We have $2^m$ sheets of paper, with the number $1$ written on each of them. We perform the following operation. In every step we choose two distinct sheets; if the numbers on the two sheets are a and b, then we erase these numbers and write the number $a + b$ on both sheets. Prove that after $m2^{m-1}$ steps, the sum of the numbers on all the sheets is at least $4^m$.
The problem is C2 from this shortlist:
https://www.imo-official.org/problems/IMO2014SL.pdf
It's a nice one to struggle with because the statement quickly appears to be obviously true (after a bit of counting and experimenting), but it's hard to prove.
My solution:
First note that pairing two sheets with the same number at each step until each sheet reads $2^m$ yields a sum of $4^m$ in exactly $m2^{m-1}$ steps.
We prove that this construction yields the minimal sum over all possible sums that can be constructed in $m2^{m-1}$ steps.
Note that this construction is minimal over all constructions in which sheets are paired only with other sheets containing the same number as themselves (since it increases the number on a given sheet from $1$ to $2^m$ in exactly $m$ steps, and an $m+1$th step for a given pair of sheets would clearly cause a greater addition to the final sum than any of the steps here).
Suppose it were possible to construct a smaller sum in the same number of steps.

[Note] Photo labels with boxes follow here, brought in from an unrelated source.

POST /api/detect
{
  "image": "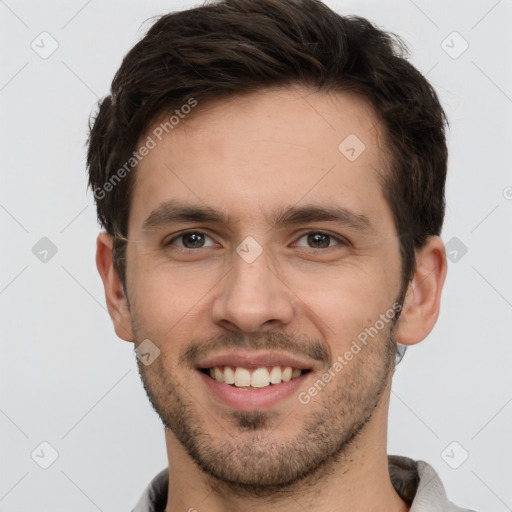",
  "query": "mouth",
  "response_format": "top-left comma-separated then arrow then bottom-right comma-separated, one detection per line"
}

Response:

Then there must be some sheet $A$ which is at some step paired with a sheet $B$ containing a number smaller than its own.
Suppose $A$ is initially paired with a sheet containing the same number as itself (thus doubling its total) $s$ times, and $B$ paired with such a sheet $t$ times where $s>t$, and then in what will be the $s+1$'th step involving $A$ and the $t+1$'th step involving $B$, $A$ and $B$ are paired giving each the same total, namely $2^s+2^t$.
Consider now the case where for their respective remainders of $m$ steps, both $A$ and $B$ are paired with sheets containing the same number as themselves and hence having their totals doubled at each step.
Then the numbers on $A$ and $B$ after each has performed its $m$ steps will be
$(2^s+2^t)2^{m-(s+1)}$ and $(2^s+2^t)2^{m-(t+1)}$ respectively.
Since the sum of these two numbers is > $2\times2^m$, we see that pairing $A$ with a number smaller than itself at a single step and $B$ with a number larger than itself a single step does not lead to a smaller final sum.
So if it is possible to reduce the final sum after the step at which $A$ and $B$ are paired, it must be by subsequently either pairing $A$ with at least one further sheet containing a smaller number, or by pairing $B$ with at least one sheet containing a smaller number. But each time $A$ or $B$ is paired with a sheet $C$ containing a smaller number, $C$ is being paired with a sheet containing a larger number. [incomplete]
Hence the sum constructed initially is minimal.
Edited in response to comments, rethinking conclusion, suggestions welcome. Thanks.